Her ne kadar davalı—- şirketi kendisinin komisyoncu olduğunu ileri sürmüşse de, kendisinin taşıma işini başka bir firmaya gördürmesi sorumluluktan kurtarmayacaktır.
Davalı—- şirketinin sorumluluğunda taşıma işinin —– şirketine taşere edildiği, onun da ——- isimli firmayla anlaştığı ve söz konusu kazanın 30/09/3016 tarihinde —-plakalı araç sürücüsünün direksiyon hakimiyetini kaybetmesi sonucu tek taraflı trafik kazası şeklinde gerçekleştiği anlaşılmıştır. Dava dışı araç sürücüsünün tutanakta geçen kendi beyanına göre meyve suyu almak için şişeyi almaya çalıştığı sırada aracın toprak yola düştüğü, aracı tekrar yola çıkarmaya çalışırken kazanın meydana geldiği ileri sürülmüştür.

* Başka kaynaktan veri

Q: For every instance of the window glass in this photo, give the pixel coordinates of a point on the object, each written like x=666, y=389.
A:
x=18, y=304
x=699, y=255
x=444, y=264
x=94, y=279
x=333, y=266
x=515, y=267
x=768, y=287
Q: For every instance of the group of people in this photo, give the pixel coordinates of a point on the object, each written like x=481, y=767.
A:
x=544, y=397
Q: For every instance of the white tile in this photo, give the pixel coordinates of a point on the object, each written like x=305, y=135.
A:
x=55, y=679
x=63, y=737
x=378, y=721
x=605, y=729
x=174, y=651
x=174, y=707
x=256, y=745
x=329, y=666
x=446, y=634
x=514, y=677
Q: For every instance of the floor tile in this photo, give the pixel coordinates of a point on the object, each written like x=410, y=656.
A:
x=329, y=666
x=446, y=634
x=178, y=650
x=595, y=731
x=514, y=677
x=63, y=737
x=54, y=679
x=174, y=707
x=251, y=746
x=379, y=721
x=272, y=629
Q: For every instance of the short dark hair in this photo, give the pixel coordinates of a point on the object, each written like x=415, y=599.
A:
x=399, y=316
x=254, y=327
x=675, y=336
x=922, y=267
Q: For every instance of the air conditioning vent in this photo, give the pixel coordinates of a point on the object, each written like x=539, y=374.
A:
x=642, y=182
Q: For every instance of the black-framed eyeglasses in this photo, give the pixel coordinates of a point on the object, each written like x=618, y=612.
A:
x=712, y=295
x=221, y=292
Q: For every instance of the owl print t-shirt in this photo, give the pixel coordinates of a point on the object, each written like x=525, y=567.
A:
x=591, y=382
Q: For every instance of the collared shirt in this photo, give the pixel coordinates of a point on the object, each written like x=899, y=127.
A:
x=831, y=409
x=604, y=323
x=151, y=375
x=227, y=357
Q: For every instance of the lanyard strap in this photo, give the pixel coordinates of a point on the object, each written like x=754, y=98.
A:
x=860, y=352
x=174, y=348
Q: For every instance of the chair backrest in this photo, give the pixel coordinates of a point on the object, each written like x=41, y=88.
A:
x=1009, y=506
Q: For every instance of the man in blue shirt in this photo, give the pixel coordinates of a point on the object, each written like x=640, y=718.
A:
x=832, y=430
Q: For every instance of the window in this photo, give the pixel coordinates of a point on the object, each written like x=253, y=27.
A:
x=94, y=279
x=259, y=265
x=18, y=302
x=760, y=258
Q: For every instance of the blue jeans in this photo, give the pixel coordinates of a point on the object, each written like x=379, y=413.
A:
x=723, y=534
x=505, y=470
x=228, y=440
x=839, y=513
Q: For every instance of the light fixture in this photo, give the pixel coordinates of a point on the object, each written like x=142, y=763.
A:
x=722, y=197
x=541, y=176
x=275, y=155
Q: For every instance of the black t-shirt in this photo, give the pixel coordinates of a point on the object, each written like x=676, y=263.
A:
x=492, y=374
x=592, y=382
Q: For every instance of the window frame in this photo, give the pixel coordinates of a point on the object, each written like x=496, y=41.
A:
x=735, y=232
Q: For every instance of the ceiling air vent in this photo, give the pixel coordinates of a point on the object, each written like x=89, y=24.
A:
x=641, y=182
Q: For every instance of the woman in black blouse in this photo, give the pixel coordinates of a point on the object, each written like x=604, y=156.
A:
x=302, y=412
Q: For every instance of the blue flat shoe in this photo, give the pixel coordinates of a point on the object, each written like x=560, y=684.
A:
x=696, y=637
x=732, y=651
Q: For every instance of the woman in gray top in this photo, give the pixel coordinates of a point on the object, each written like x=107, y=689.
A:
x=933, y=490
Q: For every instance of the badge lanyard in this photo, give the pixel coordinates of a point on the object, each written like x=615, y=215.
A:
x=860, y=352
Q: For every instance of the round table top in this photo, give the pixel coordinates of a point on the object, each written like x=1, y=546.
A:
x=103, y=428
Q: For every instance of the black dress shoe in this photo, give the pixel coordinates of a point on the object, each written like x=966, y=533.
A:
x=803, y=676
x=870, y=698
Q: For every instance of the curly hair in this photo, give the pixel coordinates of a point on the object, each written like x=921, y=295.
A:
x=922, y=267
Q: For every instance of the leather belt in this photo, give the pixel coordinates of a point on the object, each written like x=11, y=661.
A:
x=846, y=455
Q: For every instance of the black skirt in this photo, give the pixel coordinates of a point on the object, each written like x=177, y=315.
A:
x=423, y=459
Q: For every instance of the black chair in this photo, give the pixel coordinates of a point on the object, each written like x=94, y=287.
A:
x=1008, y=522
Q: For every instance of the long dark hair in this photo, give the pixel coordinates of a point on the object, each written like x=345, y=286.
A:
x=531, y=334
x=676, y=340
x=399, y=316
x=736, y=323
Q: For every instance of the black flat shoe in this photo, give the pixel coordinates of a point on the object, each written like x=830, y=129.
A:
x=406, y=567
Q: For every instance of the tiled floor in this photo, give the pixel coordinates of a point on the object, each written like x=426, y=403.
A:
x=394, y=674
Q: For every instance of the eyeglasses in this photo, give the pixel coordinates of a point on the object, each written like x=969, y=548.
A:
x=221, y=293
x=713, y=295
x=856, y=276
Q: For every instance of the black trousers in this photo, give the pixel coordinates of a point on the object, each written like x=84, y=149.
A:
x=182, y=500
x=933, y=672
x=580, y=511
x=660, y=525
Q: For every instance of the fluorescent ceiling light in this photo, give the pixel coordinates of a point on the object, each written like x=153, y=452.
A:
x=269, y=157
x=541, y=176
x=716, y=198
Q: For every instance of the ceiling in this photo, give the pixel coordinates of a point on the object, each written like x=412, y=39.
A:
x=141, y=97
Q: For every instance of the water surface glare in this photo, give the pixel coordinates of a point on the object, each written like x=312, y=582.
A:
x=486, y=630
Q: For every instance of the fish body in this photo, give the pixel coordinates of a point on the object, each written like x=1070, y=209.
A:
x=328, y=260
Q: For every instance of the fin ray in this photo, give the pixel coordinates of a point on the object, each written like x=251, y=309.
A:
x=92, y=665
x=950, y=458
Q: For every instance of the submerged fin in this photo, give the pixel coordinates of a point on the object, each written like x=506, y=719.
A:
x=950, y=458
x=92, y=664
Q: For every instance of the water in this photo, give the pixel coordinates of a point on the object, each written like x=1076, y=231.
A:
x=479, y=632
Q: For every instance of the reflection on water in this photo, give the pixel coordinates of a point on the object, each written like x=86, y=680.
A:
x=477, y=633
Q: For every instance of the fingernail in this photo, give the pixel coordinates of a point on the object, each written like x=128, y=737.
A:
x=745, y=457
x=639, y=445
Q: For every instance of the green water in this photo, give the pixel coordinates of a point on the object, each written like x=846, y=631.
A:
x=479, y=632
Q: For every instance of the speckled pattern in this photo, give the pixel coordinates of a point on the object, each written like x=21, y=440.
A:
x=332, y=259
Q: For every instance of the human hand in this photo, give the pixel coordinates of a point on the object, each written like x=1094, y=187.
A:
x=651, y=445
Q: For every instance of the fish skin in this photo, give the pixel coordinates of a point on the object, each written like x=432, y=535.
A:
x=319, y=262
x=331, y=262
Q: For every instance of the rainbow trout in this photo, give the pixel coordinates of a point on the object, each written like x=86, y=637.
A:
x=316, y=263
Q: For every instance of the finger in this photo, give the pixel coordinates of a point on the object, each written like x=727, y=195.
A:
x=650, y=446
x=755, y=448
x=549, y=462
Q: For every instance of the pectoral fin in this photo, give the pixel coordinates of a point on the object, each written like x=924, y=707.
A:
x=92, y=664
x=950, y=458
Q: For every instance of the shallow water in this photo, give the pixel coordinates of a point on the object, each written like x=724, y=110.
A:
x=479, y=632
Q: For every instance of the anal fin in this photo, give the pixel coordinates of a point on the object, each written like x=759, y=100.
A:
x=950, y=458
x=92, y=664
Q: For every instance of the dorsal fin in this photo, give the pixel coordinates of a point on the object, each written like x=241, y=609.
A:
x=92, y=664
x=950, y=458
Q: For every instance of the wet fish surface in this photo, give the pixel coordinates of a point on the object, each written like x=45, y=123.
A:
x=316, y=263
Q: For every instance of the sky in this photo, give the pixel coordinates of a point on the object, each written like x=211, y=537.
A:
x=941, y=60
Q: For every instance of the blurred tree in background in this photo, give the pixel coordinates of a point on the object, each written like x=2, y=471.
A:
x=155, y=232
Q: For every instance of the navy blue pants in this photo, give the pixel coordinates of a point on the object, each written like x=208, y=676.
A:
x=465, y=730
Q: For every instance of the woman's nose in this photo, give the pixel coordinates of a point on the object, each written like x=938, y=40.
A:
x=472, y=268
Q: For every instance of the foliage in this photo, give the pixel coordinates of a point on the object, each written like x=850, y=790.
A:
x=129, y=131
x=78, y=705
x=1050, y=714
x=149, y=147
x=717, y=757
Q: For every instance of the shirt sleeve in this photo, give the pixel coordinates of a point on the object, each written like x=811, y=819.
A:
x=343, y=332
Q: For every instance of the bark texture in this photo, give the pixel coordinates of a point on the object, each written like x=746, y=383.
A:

Diğer bir deyişle kazanın önlenemeyecek bir durumdan doğmadığı anlaşılmaktadır.
Davacı … şirketinin kendisine süresinde yapılan ihbar sonucu sigortalısına 06/01/2017 tarihinde banka yoluyla 39.454,38 euro ödeme yaptığı anlaşılmış, yapılan ödemeye ilişkin dekont dosyamız arasına alınmış, bu husus ve ödeme tarihinden itibaren davacı sigortacının, TTK.nun 1427,1429 ve 1459 maddeleri uyarınca sigortalısının haklarına halef olacağı anlaşılmıştır. Davacı tarafından yapılan ödemenin sigorta poliçesi kapsamında olduğu, sigortalının müterafik kusuru olduğunu gösterir hiç bir iddia, bilgi, belgenin olmadığı anlaşılmıştır. Bir diğer deyişle davalı taşıyan, kendisini sorumluluktan kurtaracak bir kurtuluş beyyinesi de ortaya koyamamıştır.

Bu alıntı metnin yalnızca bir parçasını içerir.